Everyone who has responded to me about this subject is either looking at it on personal or historical level, and I understand that as those are the examples that are people are most close to, either on a personal basis or on a level on which they learned about past conflicts for or against their religion, or thru academic study.
I'm asking people to pull back from that if possible and look at this on a Macro-evolutionary scale..
Ethics and humane thinking about the effects of war, I assert, evolved both in conjunction with the increase in our capacity to kill more efficiently on a grander scale and from the religions formed in the last 5000 years---which on a evolutionary scale given the million plus years of humanoid development is but the blink of an eye.
So I am asserting that ethical/religious thinking was really a human evolutionary development designed to counter the ever increasing destructive capacity of the human form that was rooted in biology.
This form of thinking is also rooted in biology, the brain, but its innate ability to be self aware has told it that it needs to put in a check on biological drives for conquest and destruction through the development of ethical concepts and systems of organization that put a check on this. This is our rational self trying to assert itself over the biological impulse.
The Christian concept, as taught by Jesus, not as practiced by sectarian churches and nations, embodies this. Love thy enemy. That was totally revolutionary concept. And the fact that it appeared 2 millennium before the appearance of WMD's gave it time to permeate our thinking on what ought to be the basis of our relationships with each other and other nation states. We at least have a body of thought, in the Western Civilized world, that illustrates how we ought to behave even if we don't always behave that way.

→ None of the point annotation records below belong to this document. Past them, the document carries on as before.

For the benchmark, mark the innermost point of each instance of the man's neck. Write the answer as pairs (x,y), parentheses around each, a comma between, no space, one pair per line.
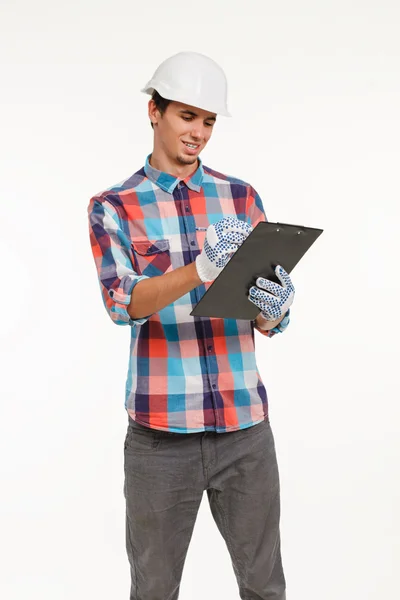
(171,167)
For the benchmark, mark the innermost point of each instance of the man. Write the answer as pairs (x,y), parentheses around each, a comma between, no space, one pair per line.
(197,408)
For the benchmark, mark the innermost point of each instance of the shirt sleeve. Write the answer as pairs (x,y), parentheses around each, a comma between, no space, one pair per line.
(111,250)
(256,214)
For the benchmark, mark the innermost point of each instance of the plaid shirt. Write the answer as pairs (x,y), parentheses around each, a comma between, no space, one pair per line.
(186,374)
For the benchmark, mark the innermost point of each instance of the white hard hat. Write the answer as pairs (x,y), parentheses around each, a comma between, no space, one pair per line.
(191,78)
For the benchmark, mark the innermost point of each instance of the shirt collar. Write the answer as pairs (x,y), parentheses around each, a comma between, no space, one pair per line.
(169,182)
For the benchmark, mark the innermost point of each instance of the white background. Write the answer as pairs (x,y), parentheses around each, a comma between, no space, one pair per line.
(314,90)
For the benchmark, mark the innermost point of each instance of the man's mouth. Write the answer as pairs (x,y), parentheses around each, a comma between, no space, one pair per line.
(192,146)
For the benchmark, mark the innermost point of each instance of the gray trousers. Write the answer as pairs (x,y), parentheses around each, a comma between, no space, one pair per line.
(165,477)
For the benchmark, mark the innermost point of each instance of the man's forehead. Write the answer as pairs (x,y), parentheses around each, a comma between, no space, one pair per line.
(194,110)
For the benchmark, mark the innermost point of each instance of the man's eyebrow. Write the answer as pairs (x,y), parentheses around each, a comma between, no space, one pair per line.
(190,112)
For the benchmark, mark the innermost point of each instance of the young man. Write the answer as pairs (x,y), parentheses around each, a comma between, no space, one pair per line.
(197,408)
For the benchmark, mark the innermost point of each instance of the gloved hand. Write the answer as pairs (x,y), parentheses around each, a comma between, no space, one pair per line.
(222,240)
(276,300)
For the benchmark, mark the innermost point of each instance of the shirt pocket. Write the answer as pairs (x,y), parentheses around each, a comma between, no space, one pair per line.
(151,257)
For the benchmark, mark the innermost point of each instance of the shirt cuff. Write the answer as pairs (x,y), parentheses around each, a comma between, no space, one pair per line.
(121,298)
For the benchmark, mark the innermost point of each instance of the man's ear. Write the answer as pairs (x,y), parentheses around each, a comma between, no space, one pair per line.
(154,113)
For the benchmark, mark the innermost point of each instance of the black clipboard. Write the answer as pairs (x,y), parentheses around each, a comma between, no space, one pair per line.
(268,245)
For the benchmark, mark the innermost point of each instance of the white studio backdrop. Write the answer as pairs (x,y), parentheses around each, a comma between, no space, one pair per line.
(314,90)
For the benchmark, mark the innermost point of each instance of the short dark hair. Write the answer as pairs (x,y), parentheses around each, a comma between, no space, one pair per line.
(160,102)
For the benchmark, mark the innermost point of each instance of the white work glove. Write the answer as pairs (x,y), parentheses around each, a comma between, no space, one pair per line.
(222,240)
(277,299)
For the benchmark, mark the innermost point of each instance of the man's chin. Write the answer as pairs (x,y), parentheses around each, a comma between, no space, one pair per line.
(186,160)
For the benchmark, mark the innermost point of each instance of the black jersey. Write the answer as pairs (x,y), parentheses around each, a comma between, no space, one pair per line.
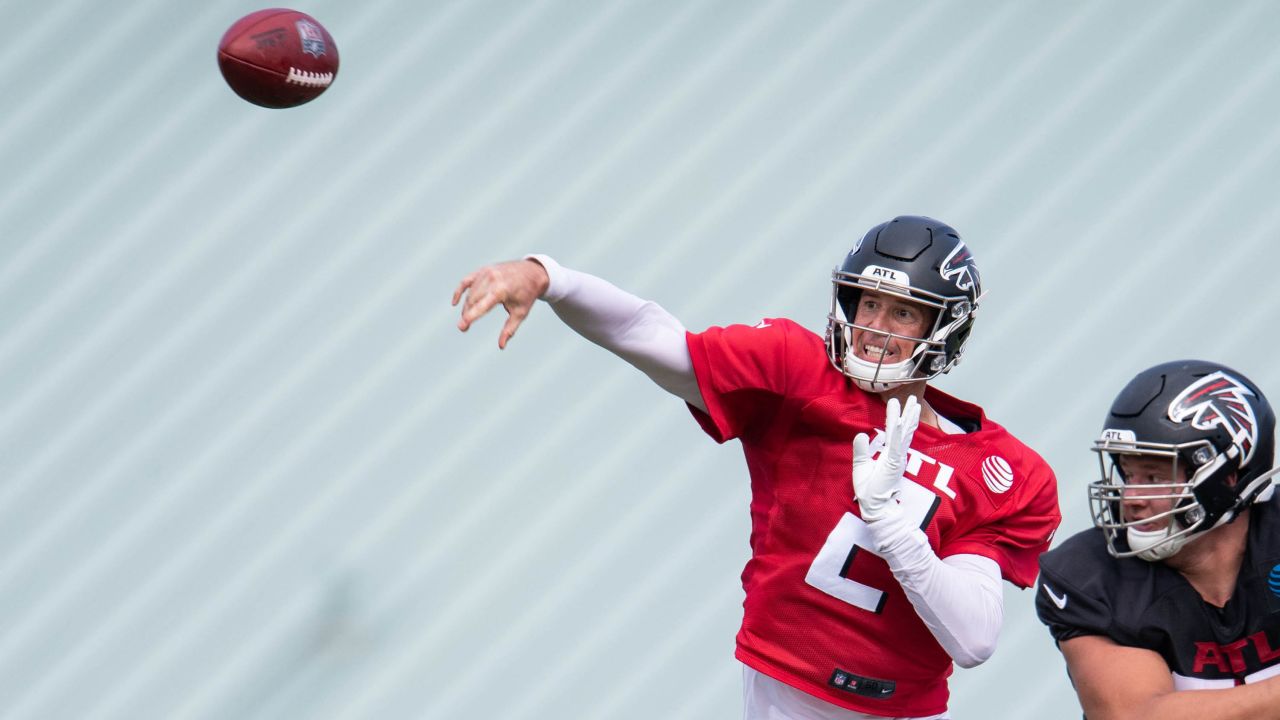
(1084,591)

The very fact that we have treaties about the treatment of prisoners in war and the treatment of civilians therein is part of this concept playing itself out. Not to mention our treaties about the reduction of nuclear weapons. 2000 years ago I don't think much of this was in place.
I think the world needed a concrete example of the destructive power of our atomic genie to make it realize the consequences of this being used. It is instructive that some 68 years after their employment we have not had a nuclear weapon used, and also have outlawed the use of electronic impulse radiation weapons which had the enticing ability to kill humans, but leave the infrastructure of their habitation and industry intact. Also the same has been done for chemical and biological agents which have the ability to kill on a mass scale.
So we are getting there--moving toward a rational society/planet rooted in ethical concepts first denoted in man's religious development as our brains take on the task of directing our evolution in a self-preserving direction.